Yeah, I didn’t think so. No matter big or small, your firm’s tax season always seems to be the same: too many hours, unnecessary errors, unplanned extensions, rushed phone calls, a few complaints. If this is the way tax season normally goes for your firm don’t be discouraged: it’s a common experience amongst most CPA firms and practitioners that I know.  The big question is what are you going to do about it?

You’ll never have the perfect tax season. There will always be something that you couldn’t have planned. But each year you should strive to make this time of year just a little bit better than last year. Better for your clients and, just as important, better for your employees.  To that end, here are 4 things you can do next year to make tax season a little more bearable.

1- Meet your clients midway through the year.

Take a look at your client listing and assign a meeting date for every single one. You can do this in-person (for the larger or more profitable clients) and by phone or Skype for others. Depending on the work done, you may assign this meeting to staff instead of yourself because you don’t have all the time in the world and you must keep yourself focused on the clients that are generating your profits (I know this sounds harsh…but this is reality). Insist on a mid-year income statement. Ask personal questions. Go through their entire return from last year and make sure nothing’s changed or expected to change. Do this in July. Avoid surprises and you’ll be in much better shape come the winter.

2 – Pro-forma in December.

The end of the year is normally quieter as people gear up for the busy season.  Use that time to prepare pro-forma tax returns. Take the information you gathered during your mid-year meetings above – maybe get updated information too – and run them through your system. Project numbers through year end. Doing this can help in a number of ways. It can get administrative work out of the way in advance and it can set your staff up to just update information rather than doing things from scratch in the busiest time of the year. Just as important, having a pro-forma process before year end can potentially alert you to red flags – missed payments, underpayments, an unusual transaction, or a trending level of expenses or revenues that you hadn’t considered. Knowing this stuff in advance can help you strategize with your client and minimize last minute surprises.

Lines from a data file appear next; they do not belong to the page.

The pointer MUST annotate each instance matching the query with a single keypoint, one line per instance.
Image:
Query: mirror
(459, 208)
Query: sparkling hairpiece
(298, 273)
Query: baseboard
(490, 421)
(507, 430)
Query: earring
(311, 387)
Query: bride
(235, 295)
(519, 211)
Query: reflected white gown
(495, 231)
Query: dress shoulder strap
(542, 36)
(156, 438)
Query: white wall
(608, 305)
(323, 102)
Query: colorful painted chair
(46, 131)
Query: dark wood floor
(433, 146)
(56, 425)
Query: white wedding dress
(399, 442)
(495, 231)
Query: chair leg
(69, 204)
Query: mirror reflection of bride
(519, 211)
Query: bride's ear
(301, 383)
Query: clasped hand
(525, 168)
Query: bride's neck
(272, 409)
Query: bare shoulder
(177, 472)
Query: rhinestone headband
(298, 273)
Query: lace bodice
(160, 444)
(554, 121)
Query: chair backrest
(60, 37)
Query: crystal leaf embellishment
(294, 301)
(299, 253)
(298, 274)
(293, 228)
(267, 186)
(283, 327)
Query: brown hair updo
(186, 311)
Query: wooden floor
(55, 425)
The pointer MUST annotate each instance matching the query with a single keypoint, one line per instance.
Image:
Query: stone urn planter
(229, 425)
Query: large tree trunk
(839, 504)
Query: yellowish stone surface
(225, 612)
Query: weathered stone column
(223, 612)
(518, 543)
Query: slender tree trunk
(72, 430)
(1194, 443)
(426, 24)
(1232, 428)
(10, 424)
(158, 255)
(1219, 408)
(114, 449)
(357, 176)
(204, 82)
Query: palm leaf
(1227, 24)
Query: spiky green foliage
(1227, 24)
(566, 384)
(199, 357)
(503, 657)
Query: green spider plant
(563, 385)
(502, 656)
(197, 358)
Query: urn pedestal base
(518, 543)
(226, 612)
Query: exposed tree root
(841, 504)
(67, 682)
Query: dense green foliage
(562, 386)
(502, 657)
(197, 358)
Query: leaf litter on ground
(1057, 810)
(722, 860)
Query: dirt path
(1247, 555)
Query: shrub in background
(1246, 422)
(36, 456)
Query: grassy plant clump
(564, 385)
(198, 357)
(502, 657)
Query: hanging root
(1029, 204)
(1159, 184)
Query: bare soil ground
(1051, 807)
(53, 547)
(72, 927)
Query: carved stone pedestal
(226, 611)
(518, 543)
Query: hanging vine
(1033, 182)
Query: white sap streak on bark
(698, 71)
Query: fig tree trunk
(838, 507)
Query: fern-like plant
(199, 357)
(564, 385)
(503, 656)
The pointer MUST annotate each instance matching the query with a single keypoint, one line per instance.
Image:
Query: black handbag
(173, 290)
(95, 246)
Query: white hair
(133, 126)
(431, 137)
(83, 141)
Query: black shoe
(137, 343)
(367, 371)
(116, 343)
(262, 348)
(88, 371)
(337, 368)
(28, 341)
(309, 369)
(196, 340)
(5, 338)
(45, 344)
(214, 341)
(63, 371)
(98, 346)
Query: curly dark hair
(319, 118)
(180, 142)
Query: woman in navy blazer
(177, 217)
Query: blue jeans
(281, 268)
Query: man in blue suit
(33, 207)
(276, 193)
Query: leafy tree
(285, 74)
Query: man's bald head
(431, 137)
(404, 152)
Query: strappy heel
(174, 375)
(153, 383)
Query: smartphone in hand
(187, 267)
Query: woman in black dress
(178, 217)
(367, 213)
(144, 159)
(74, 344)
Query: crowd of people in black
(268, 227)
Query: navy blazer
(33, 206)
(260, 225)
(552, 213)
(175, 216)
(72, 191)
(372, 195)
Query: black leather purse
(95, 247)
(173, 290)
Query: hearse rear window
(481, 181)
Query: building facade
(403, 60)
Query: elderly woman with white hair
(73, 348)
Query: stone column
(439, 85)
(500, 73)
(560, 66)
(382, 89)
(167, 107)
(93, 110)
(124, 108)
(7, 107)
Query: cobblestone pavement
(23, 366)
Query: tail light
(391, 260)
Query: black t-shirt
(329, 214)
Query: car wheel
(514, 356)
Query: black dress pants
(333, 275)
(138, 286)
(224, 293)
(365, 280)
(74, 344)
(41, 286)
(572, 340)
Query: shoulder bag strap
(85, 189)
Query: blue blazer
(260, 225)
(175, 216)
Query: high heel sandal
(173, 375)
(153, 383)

3 – Review all staff assignments.

My firm has 600 clients. Now, this may come as a big surprise to you – and please don’t tell my mother – but not everyone of them actually like me. Can you believe that? Well, this is normal. Some people connect, others don’t. Some people just don’t get along and there may be no reasonable justification other than they just get a negative vibe from each other. It’s extremely important that your staff has a good relationship with their clients. Take a look at all of this and move people around. Stick sports fans with sports fans and Walking Dead viewers with Walking Dead viewers.  If and when problems do occur you’ll find them easier to deal with when everyone gets along.

4 – Emphasize balance.

Yes, it’s busy season. Yes, you have a very generous paid time off plan. But it’s time to recognize the changing dynamic of the workforce.  50 percent of people working in companies today are millennial’s. In survey after survey, those between the age of 18-34 overwhelmingly said that they prefer flexibility, mobility and independence in their jobs – in many cases even over compensation.  Going three or four months working seven days a week and not seeing one’s family is not exactly a recipe for a happy employee. Revisit your work from home policies. Encourage half days off just to take a breather. Bring in pizza. Relax the dress policy. Play music. Ask your employees what else your firm could be doing to provide them with more balance during the busiest time of year. A more relaxed and restful workforce will produce a better quality work product.